Game intel
Where Winds Meet
Where Winds Meet is an open world RPG set in the Ten Kingdoms period of medieval China. You take on the role of a swordsman who has grown up during war and con…
A free-to-play open-world RPG promising Witcher 3-level scale and Sekiro-grade parry combat is either bold or bonkers-and that’s exactly why Where Winds Meet has my attention. NetEase and Everstone Studio are launching it November 14 on Steam (preloads begin November 12), set in 10th-century China with Kaifeng as a centerpiece city claiming 10,000+ NPCs and 1,200 historical artifacts. Ten million players have already pre-registered. That’s not just marketing momentum-that’s launch-day server stress waiting to happen.
Here’s the pitch: a historical open-world action-adventure set around the turn of the Song dynasty, delivering cinematic Wuxia swordplay where parries and timing decide fights. The team is openly inviting comparisons to two of the most respected modern RPGs. That’s gutsy—and a little dangerous—because if the parry windows feel mushy or the world’s big but empty, players will bounce fast.
On paper, the feature list sounds stacked. A living city in Kaifeng, thousands of NPCs, and a museum’s worth of artifacts to discover. If those relics are more than map clutter—think Assassin’s Creed’s Discovery Tour-grade history bites—they could be the hook that keeps explorers engaged between boss duels and side quests.
“Sekiro-style parry combat” is the line everyone’s circling. For players, that means a few non-negotiables: precise input timing, animation readability, and consistent frame pacing. If Everstone implements a posture-like system with aggressive enemy AI and clear telegraphs, we’re in business. If it’s just a generous universal parry that stuns everything, it’ll feel like a theme-park version of FromSoftware’s design. The difference will be obvious within the first hour.

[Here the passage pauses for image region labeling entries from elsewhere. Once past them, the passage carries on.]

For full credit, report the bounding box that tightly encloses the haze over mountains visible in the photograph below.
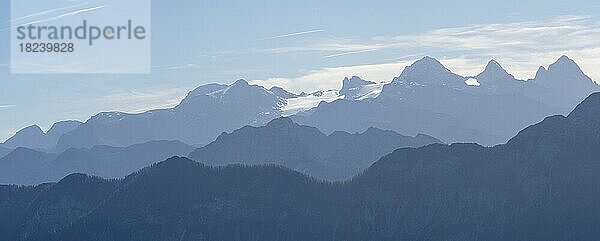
[190,118,441,180]
[0,93,600,241]
[4,56,600,152]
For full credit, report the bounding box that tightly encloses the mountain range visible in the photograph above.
[0,141,194,185]
[190,117,441,180]
[3,56,600,152]
[2,121,82,150]
[0,93,600,241]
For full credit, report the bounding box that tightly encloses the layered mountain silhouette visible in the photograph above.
[2,121,81,150]
[0,141,194,185]
[190,118,441,180]
[0,93,600,241]
[51,80,285,150]
[295,56,600,146]
[5,56,600,152]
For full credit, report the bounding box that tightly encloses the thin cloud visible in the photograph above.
[17,5,105,26]
[266,29,325,39]
[152,63,202,70]
[253,16,600,92]
[10,2,89,22]
[323,49,377,59]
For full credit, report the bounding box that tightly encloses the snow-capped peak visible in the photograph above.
[340,76,383,100]
[475,59,515,85]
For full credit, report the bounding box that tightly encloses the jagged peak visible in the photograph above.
[484,59,507,73]
[269,86,299,99]
[17,125,44,134]
[475,59,514,83]
[399,56,458,81]
[548,55,583,72]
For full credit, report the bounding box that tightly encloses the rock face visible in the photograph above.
[53,80,285,150]
[5,56,600,152]
[190,118,440,180]
[295,56,600,146]
[0,94,600,241]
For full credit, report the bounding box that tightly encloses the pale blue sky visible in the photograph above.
[0,0,600,140]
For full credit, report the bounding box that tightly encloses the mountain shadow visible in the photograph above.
[190,118,441,180]
[0,93,600,241]
[0,141,194,185]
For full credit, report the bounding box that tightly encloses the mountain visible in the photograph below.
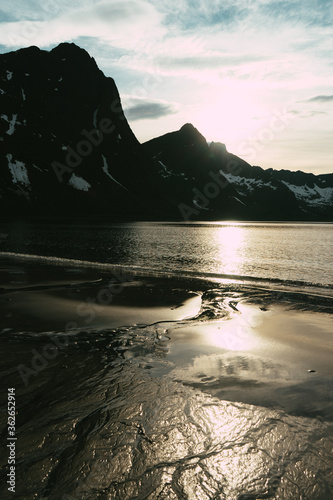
[0,43,333,221]
[143,128,333,221]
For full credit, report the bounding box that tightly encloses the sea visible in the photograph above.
[0,221,333,500]
[0,222,333,292]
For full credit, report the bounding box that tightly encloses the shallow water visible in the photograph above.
[0,222,333,290]
[0,270,333,500]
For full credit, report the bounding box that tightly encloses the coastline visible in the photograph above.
[0,261,333,500]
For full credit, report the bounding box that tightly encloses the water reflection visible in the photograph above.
[214,225,246,275]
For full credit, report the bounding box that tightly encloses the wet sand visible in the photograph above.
[0,263,333,500]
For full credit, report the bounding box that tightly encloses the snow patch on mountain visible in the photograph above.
[220,174,277,193]
[102,155,128,191]
[7,154,30,188]
[68,174,91,191]
[282,181,333,205]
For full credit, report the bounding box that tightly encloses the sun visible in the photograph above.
[195,84,264,148]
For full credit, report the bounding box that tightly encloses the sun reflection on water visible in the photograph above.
[216,225,246,274]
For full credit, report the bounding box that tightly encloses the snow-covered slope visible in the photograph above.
[0,43,333,220]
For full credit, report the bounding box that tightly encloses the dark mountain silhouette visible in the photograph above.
[0,43,333,221]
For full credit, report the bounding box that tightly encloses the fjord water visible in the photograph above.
[0,222,333,287]
[0,223,333,500]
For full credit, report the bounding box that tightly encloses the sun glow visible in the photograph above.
[195,86,265,145]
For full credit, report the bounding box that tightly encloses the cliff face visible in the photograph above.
[0,43,333,220]
[0,44,163,216]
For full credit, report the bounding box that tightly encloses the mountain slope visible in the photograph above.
[143,124,333,221]
[0,44,165,217]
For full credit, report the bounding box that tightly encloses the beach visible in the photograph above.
[0,259,333,500]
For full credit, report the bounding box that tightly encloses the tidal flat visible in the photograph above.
[0,261,333,500]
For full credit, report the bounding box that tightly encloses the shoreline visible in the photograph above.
[0,262,333,500]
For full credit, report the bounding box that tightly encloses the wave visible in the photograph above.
[0,252,333,296]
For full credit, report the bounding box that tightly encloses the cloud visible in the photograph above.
[124,98,178,121]
[304,95,333,102]
[0,0,161,49]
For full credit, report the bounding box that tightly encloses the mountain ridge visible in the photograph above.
[0,43,333,221]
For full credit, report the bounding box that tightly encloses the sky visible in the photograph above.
[0,0,333,174]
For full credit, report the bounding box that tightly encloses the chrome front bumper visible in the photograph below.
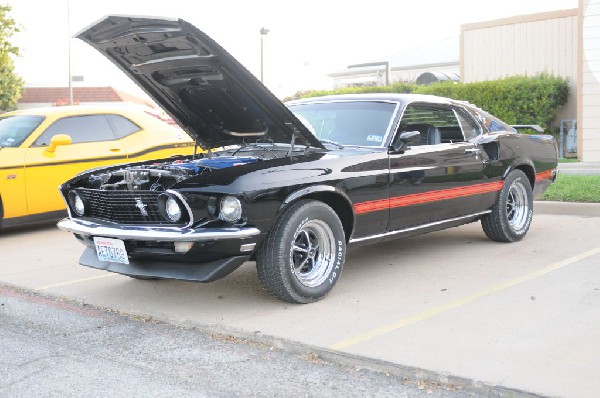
[58,218,260,242]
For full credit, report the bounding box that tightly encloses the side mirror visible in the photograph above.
[391,131,421,152]
[46,134,72,152]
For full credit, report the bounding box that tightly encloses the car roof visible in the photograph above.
[2,104,152,116]
[286,93,465,105]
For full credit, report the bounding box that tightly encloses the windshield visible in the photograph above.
[289,101,397,146]
[0,115,44,147]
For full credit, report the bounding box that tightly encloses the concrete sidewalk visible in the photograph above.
[0,202,600,398]
[558,162,600,175]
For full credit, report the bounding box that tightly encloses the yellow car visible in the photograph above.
[0,106,194,227]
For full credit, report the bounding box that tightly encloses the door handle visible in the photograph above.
[465,148,481,160]
[465,148,481,156]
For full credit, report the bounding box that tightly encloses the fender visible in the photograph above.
[277,185,356,239]
[279,185,353,211]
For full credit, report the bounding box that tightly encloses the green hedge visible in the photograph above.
[286,73,569,129]
[414,74,569,129]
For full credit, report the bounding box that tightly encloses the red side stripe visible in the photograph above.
[354,181,503,214]
[535,169,555,181]
[354,169,554,214]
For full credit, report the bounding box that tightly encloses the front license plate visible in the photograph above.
[94,238,129,264]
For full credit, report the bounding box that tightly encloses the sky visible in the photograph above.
[5,0,578,98]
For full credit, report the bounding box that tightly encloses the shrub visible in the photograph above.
[415,73,569,129]
[285,73,569,129]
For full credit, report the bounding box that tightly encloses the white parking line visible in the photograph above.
[329,247,600,350]
[33,273,118,290]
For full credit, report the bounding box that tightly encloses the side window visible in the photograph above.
[456,108,481,141]
[33,115,115,146]
[399,104,464,145]
[105,115,142,139]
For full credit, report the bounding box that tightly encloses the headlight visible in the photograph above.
[219,196,242,222]
[69,191,85,216]
[165,197,182,222]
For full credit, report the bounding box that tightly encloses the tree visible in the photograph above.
[0,5,24,111]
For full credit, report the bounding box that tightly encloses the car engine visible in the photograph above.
[87,156,260,192]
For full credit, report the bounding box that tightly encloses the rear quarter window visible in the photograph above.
[33,115,116,146]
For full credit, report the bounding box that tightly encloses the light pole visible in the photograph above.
[67,0,73,105]
[260,27,269,83]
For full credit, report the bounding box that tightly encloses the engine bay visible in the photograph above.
[87,156,261,191]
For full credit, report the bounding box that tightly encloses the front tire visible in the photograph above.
[256,200,346,304]
[481,170,533,242]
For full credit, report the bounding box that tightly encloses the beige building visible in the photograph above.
[577,0,600,162]
[460,0,600,162]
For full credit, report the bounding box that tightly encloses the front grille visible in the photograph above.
[77,189,176,224]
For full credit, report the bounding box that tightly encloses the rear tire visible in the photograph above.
[481,170,533,242]
[256,200,346,304]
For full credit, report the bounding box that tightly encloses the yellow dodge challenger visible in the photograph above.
[0,106,194,227]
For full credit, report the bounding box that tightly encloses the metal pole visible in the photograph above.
[67,0,73,105]
[260,27,269,83]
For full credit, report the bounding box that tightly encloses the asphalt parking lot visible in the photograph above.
[0,205,600,397]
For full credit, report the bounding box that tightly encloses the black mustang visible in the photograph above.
[58,16,557,303]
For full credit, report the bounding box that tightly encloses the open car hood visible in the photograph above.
[76,16,323,149]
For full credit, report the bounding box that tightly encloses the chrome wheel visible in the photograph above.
[481,170,533,242]
[290,220,336,287]
[506,181,529,231]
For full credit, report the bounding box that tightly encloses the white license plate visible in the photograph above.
[94,237,129,264]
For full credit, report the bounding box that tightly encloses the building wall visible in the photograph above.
[329,62,460,89]
[460,9,578,126]
[577,0,600,162]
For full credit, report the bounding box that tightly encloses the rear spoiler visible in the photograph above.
[510,124,544,133]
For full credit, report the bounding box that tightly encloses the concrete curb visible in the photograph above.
[0,282,543,398]
[533,201,600,217]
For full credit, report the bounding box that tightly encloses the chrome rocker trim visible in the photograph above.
[58,218,260,242]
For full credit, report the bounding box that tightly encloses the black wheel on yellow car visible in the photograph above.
[256,200,346,304]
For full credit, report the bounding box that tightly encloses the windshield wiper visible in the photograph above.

One practical concern: if the game leans into online systems, latency can wreck tight parry timing. I’ll be looking for a fully offline story path or at least latency-tolerant netcode in PvE zones. And please, an unlocked framerate on PC with solid input options—mouse sensitivity, camera smoothing sliders, and full controller remapping. If the combat is the selling point, the PC feel absolutely cannot be an afterthought.
“Witcher 3-scale” is less about square kilometers and more about how alive the world feels. CDPR’s magic wasn’t raw acreage—it was bespoke quest chains, characters who matter, and side stories that change how you see the main plot. Ten thousand NPCs can be impressive, but if they’re all vendors and chatter, players will tune it out. What I want to see is density with purpose: faction tensions in Kaifeng, branching investigations, and optional stories that ripple into later quests.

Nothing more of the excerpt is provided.